Pro: Bill grows a spine, and tells Sookie he doesn't really give a shit about her marriage deal with Warlow. It is awesome.
Pro: "How about that, you motherfucking monster?" FINALLY someone says it. Look at Sookie and Bill, growing! Right in front of our eyes. Now stab each other!
Pro: Steve Newlin on the Vampire Hampster wheel, under his ex's thumb. One additional pro for the Ex-Mrs. Newlin's torture trickery. Girl is good at this.
Con: Sookie goes to Merlotte's, hits on Sam. I immediately erase all the credit I just gave her for calling Bill a motherfucking monster.
Con: Sam loves this girl now. OK SAM, what is her middle name? Or last name? Hell, what was she doing five days before you met her? You remember when LUNA, your girlfriend from last season, died and gave you her kid as her DYING REQUEST. Which you happily threw at her grandmother so she could live a crap life on the road. Good job, Sam.
Pro: Arlene's outburst is fantastic, but is sadly eclipsed by the other awesomeness happening in this funeral home: Andy's sass. "I would seriously love for this to stop… I'm trying to decide if it's going to be more uncomfortable in here or out there." Andy we are all you right now.

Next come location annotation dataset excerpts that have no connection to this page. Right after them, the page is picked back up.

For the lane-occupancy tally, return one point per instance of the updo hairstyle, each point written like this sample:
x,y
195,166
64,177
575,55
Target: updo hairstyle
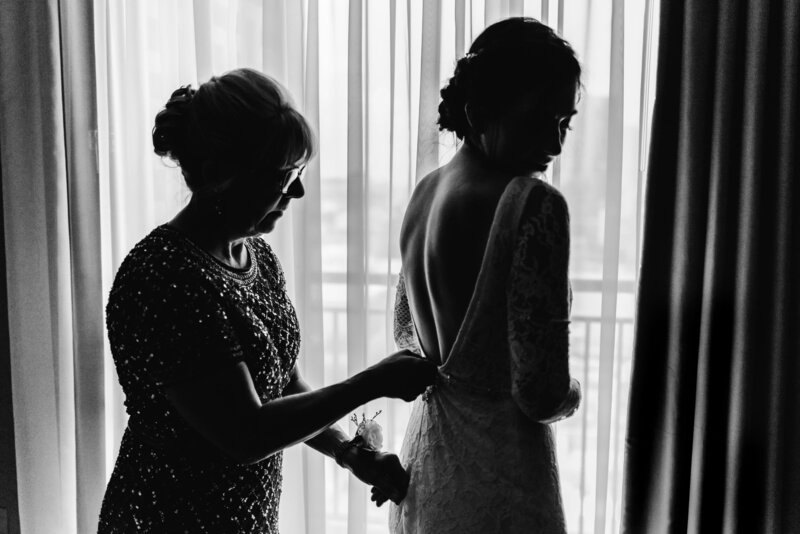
x,y
508,60
235,122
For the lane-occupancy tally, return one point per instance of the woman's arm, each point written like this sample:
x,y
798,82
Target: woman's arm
x,y
538,297
226,409
327,441
382,470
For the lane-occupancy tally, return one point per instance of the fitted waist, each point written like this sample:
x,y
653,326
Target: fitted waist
x,y
450,380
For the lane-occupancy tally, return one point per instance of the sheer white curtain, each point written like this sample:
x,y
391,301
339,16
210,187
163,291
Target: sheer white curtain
x,y
367,75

Con: I feel like we spend a lot of time talking to cement slabs on this show.
Pro: The True Blood boss stops by. Of course there is a bottle plant ON TOP of the Vampire Camp.

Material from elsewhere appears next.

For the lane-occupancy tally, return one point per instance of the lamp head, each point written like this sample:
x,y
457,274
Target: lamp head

Pro: And the most amazing thing happened. Sara Newlin loses her fucking mind and tries to murder this random True Blood exec like they do in the movies, by neck snapping. Obviously, she fails miserably. But this GIF will live on forever.

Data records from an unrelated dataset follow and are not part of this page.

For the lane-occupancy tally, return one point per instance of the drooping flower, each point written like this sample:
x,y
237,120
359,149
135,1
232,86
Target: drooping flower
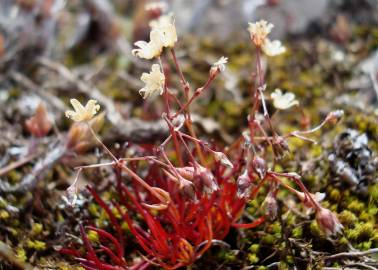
x,y
81,113
273,48
259,31
220,64
222,158
151,49
154,82
283,101
165,26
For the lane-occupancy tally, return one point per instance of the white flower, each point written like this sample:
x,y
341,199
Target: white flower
x,y
165,25
283,101
273,48
221,64
259,31
151,49
162,6
154,82
81,113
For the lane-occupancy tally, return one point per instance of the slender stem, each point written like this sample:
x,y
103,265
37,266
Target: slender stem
x,y
197,93
184,83
101,143
171,130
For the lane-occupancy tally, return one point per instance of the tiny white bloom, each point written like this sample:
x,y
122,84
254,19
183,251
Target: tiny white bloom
x,y
273,48
221,64
162,6
154,82
81,113
283,101
151,49
259,31
165,25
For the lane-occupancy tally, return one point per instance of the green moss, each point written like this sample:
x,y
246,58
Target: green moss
x,y
21,254
373,192
362,231
314,228
268,239
335,195
297,232
252,258
356,206
37,228
347,218
254,248
36,245
4,215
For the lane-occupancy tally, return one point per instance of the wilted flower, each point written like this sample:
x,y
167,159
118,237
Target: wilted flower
x,y
317,197
165,27
335,116
259,32
328,221
283,101
273,48
82,113
151,49
222,158
154,82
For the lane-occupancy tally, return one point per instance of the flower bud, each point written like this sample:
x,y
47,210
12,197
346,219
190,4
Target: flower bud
x,y
270,205
244,185
335,116
205,179
317,197
280,147
328,221
259,165
222,158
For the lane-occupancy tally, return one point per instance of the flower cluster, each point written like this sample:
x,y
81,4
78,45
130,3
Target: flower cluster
x,y
259,32
191,193
163,34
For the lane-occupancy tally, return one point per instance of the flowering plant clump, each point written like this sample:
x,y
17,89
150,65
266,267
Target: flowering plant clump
x,y
181,196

The amazing doesn't stop! The woman is killed by her own fancy shoes! Sara stabs a woman to death with a high heel. And just when you think its over, she starts crying and praising Jesus. Tonight, we are all winners.
Pro: Sookie decides she'll be Warlow's Corpse Bride. Me too!
Con: There's a whole other storyline with Eric stealing the fairy momentarily and stuff, but that's just build up for later. Hopefully not to injure Andy in any way, because this new father must be about to snap when it comes to vampires and his daughters. Erm, daughter.